Re: [pypy-dev] benchmarking input

Since everyone but me seemed to want to take the discussion on IRC instead, I propose we meet up on #pypy-sync on monday at 14:00 /Anders

On Sep 25, 2009, at 12:23 PM, Anders Hammarquist wrote:
I want to know why PyPy doesn't use the unladen swallow benchmarks in complement to the ones already there and maybe reuse and extend their reporting tools. This could make comparing results easier and divide the work of creating comprehensive benchmarks for python. I could wait to ask this monday, but email is interesting in that people can take their time to answer things. -- Leonardo Santagada santagada at gmail.com

Hi Leonardo, On Fri, Sep 25, 2009 at 06:52:44PM -0300, Leonardo Santagada wrote:
A number of benchmarks are not applicable to us, or they are uninteresting at this point (e.g. pickling, regexp, or just microbenchmarks...). That would leave 2 usable benchmarks, at a first glance: 'ai', and possibly 'spitfire/slowspitfire'. (Btw, I wonder why they think that richards is "too artificial" when they include a number of microbenchmarks that look far more artificial to me...) A bientot, Armin.

On Sep 27, 2009, at 12:47 PM, Armin Rigo wrote:
Uninteresting for benchmarking the jit, but important for python users.
That would leave 2 usable benchmarks, at a first glance: 'ai', and possibly 'spitfire/slowspitfire'.
The django one is also interesting.
I thought that too... maybe just adding richards is okay, they can discard the results if they want. I think that talking to them and adding to their benchmarks. Maybe creating a python benchmark project on google to be moved together with the stdlib separation to python.org is a good idea to bring the community together. Using the same benchmark framework could help both pypy (they already process the benchmarks and do a form of reporting) and unladden swallow (probably all the benchmarks that pypy adds can show possible problems for their jit). If you would like to try this course I could talk to the guys there so to make a separate project... maybe even start sharing stdlib tests like you talked about on pycon 09. -- Leonardo Santagada santagada at gmail.com

Hi Benjamin, On Sun, Sep 27, 2009 at 09:49:28PM -0500, Benjamin Peterson wrote:
Well, at the moment it's not actually possible to use the unladen swallow benchmarks because the JIT has no thread support.
That can be a confusing statement. I added thread support to asmgcc a short while ago, so our JIT "mostly" supports threads, where "mostly" is defined as "yes it should support threads but we never really tried". A bientot, Armin.

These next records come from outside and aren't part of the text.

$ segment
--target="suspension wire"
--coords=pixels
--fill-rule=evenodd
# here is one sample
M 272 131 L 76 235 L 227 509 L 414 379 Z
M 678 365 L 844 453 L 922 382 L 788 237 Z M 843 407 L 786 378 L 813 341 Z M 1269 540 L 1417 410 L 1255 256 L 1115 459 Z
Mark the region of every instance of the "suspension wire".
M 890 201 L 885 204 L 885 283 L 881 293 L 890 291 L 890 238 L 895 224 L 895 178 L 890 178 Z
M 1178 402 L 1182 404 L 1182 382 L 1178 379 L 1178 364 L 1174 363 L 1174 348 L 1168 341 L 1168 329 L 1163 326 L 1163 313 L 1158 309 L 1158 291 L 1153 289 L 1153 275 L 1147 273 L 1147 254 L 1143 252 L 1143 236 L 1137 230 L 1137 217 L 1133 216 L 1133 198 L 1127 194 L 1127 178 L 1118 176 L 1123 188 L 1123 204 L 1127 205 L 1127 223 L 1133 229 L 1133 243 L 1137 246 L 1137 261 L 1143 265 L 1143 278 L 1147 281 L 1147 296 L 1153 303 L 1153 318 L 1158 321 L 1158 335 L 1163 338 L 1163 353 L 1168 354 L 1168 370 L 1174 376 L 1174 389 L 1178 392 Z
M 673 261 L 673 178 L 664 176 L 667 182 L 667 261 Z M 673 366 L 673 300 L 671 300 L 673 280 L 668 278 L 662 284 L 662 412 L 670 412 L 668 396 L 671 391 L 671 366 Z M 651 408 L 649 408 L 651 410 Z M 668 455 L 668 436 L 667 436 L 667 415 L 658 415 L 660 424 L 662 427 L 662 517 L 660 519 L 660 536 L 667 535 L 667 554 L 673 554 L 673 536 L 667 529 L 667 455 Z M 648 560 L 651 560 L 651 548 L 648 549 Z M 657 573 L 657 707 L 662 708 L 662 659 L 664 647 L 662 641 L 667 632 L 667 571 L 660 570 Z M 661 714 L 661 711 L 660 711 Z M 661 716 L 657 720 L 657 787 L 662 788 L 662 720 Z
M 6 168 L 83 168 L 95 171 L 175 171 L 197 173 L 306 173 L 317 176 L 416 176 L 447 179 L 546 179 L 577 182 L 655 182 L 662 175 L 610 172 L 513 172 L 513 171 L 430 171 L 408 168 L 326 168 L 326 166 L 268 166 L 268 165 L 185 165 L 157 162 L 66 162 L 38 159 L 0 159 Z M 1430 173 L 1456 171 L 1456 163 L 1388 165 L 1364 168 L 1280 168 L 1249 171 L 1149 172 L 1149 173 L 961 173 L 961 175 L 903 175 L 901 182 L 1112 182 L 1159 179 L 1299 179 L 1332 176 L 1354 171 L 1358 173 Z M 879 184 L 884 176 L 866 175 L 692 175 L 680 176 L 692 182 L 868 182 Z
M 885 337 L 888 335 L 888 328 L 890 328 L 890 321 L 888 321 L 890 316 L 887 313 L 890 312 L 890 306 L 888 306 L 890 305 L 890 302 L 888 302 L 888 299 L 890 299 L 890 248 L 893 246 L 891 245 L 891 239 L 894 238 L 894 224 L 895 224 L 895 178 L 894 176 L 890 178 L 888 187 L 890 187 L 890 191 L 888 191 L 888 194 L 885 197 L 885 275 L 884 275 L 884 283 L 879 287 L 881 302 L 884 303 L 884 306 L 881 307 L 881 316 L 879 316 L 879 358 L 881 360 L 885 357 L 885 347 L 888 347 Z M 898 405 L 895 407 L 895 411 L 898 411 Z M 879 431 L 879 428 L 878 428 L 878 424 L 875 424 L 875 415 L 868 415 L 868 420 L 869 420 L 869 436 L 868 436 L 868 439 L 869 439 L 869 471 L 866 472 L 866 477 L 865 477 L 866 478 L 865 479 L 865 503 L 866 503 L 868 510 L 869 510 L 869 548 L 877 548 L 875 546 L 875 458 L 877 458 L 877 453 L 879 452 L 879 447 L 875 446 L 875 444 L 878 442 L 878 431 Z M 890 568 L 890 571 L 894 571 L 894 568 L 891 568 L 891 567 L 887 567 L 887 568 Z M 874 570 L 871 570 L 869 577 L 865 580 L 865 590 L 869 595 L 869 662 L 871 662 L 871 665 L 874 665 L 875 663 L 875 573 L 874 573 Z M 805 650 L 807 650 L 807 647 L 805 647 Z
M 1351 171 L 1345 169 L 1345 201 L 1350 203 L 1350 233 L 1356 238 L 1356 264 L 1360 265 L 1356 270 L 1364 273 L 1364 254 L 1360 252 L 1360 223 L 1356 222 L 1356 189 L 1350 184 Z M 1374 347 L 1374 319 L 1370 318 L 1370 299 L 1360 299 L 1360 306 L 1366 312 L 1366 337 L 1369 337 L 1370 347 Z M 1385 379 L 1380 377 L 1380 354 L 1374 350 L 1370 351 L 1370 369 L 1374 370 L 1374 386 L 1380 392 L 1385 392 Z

And benchmarking the jit is what we're actually doing.
This is rather dummy loop for template generation, rather than "django". You can probably reduce it to something as advanced as dictionary lookup + string concatenation in a loop.
I think richards does not reflect what they do at google (like pickling :-)

On Mon, Sep 28, 2009 at 8:48 AM, Maciej Fijalkowski <fijall@gmail.com>wrote:
I think richards does not reflect what they do at google (like pickling :-)
Hi, yeah, their project goals are to speed up things that are interesting for them. Not to speed up things in general - but to speed up google projects running on python. ie, they want to speed up their own code mostly. They also run a number of python projects test suites, and use them to benchmark too. I imagine they benchmark google apps internally too. their recent talk describes their recent work - and also the work of speedups like the wpython project: http://unladen-swallow.googlecode.com/files/Unladen_Swallow_PyCon.pdf wpython: http://code.google.com/p/wpython/ http://wpython.googlecode.com/files/Beyond%20Bytecode%20-%20A%20Wordcode-bas... The programming language shootout tests would seem a useful set of benchmarks to compare against other languages. eg. http://shootout.alioth.debian.org/u32/benchmark.php?test=all&lang=pypy&lang2=python&box=1 Note, they have old pythons there... that is cpython 2.5.2 and pypy 1.1 in their comparisons. cheers, ps. happy happy jit!! great work.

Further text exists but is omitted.